Joomla Payage 2.05 SQL Injection via aid Parameter
Description
Joomla Payage 2.05 contains an SQL injection vulnerability that allows unauthenticated attackers to manipulate database queries by injecting SQL code through the aid parameter. Attackers can send GET requests to index.php with malicious aid values in the make_payment task to extract sensitive database information using boolean-based blind or time-based blind techniques.
AI Insight
LLM-synthesized narrative grounded in this CVE's description and references.
Affected products
1Patches
Vulnerability mechanics
Root cause
"Missing input sanitization on the `aid` GET parameter allows SQL injection."
Attack vector
An unauthenticated attacker sends a GET request to `index.php` with `option=com_payage`, `task=make_payment`, and a malicious `aid` parameter.
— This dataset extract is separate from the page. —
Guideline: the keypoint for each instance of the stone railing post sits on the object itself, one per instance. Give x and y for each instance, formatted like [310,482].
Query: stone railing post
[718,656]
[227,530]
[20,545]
The `aid` value is not sanitized before being used in a SQL query, allowing the attacker to inject boolean-based blind or time-based blind SQL payloads [ref_id=1]. By observing differences in response content or response delays (e.g., `SLEEP(5)`), the attacker can extract sensitive database information character by character.
What the fix does
The advisory does not include a patch or vendor fix. To remediate the vulnerability, the `aid` parameter must be validated (e.g., cast to an integer) or passed through a parameterized query to prevent SQL injection. Without such sanitization, the application remains vulnerable to the blind injection techniques demonstrated in the exploit [ref_id=1].
Preconditions
- configThe Joomla Payage 2.05 component must be installed and accessible via a web server.
- authNo authentication is required; the attack is performed over HTTP GET.
- networkThe attacker must be able to send HTTP requests to the vulnerable endpoint.
- inputThe attacker supplies a crafted `aid` parameter containing SQL injection payloads.
Reproduction
Send a GET request to `http://server/index.php?option=com_payage&task=make_payment&aid=1001'+AND+6552=6552+AND+'dCgx'='dCgx&tid=c4333ccdc8b2dced3f6e72511cd8a76f&tokenid=`. If the response is identical to a legitimate request, the boolean-based blind injection is confirmed. For time-based confirmation, use `aid=1001'+AND+(SELECT+*+FROM+(SELECT(SLEEP(5)))JBKV)+AND+'XFWL'='XFWL` and observe a 5-second delay [ref_id=1].
Generated on Jun 20, 2026. Inputs: CWE entries + fix-commit diffs from this CVE's patches. Citations validated against bundle.
References
2- www.exploit-db.com/exploits/42113mitreexploit
- www.vulncheck.com/advisories/joomla-payage-sql-injection-via-aid-parametermitrethird-party-advisory
News mentions
0No linked articles in our index yet.